バッドゥーラでの暮らしは、悪いようにはならないだろう。
(でも駐在大使と言うことは、基本的には国の使節団として動くから人事権をどれだけ与えてもらえるかよね……)
あちらの国に一緒に行くにあたり、言語を学ぶ必要がある。
ディノス国内で帝国言語を流暢に話せる人間がどれほどいるのかはモゴネル先生にもわからないと言っていたけれど、難しいのではないかという話だった。
だとしたら、実際に話せる私と……まだカタコトになるけれど、大分理解しているであろうアレン様がまず最初に送られて、そこから……なんて開拓者ばりのことを期待されているなんてことはないだろうか?
そうだったら大変だなあとどこか他人事のように思ってしまった。
「ヘレナ、もう出られるか?」
「はい、アレン様」
そして私たちはちょくちょく、領内を視察という名前のお別れをして回っている。
勿論、それには一度は辺境伯家を出たアデラ様のための根回しの意味も含まれているのだけれど……そのままの通り、お別れをして回っているのも、本当のこと。

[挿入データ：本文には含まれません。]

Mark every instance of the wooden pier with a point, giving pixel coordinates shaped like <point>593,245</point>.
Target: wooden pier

領内の人たちとアレンデール様は、これまで一緒に頑張って開拓もしてきた。
これからも……とお互いに思っていたのだから、王命とはいえ突然の交代に戸惑いを隠せない人々も多いはずだ。
だからこそ、できる限り関係者には直接別れの言葉を告げたいというアレン様の意向を私たちも大事にしてのこと。

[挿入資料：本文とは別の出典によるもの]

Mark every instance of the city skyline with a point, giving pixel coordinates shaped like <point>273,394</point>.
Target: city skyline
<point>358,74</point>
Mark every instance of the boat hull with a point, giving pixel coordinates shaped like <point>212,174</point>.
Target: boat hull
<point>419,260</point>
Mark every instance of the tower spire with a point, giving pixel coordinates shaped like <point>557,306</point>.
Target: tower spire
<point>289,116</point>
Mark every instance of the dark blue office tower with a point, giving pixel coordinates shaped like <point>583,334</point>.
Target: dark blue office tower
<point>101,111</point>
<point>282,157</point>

(私がついていくのは、少しでも傍にいたいからだけど)
今日もそのつもりで馬車に乗り込み、できる範囲内であちこちを巡り帰ろうとしたその時、私たちの前に一人の男が佇んでいた。
「……お久しゅうございますね、ヘレナ王女」
「誰だ?」
私が息をするのも忘れてその男を凝視するのを見て、アレン様が厳しい顔をする。
護衛の騎士たちが、身構えた。
それを見ても、男は嗤うだけだ。
私は、震える手でアレン様の服を掴むのが精一杯だった。
「ユルヨ……」
そう、目の前にいたのは紛れもなく、あの男だったのだから。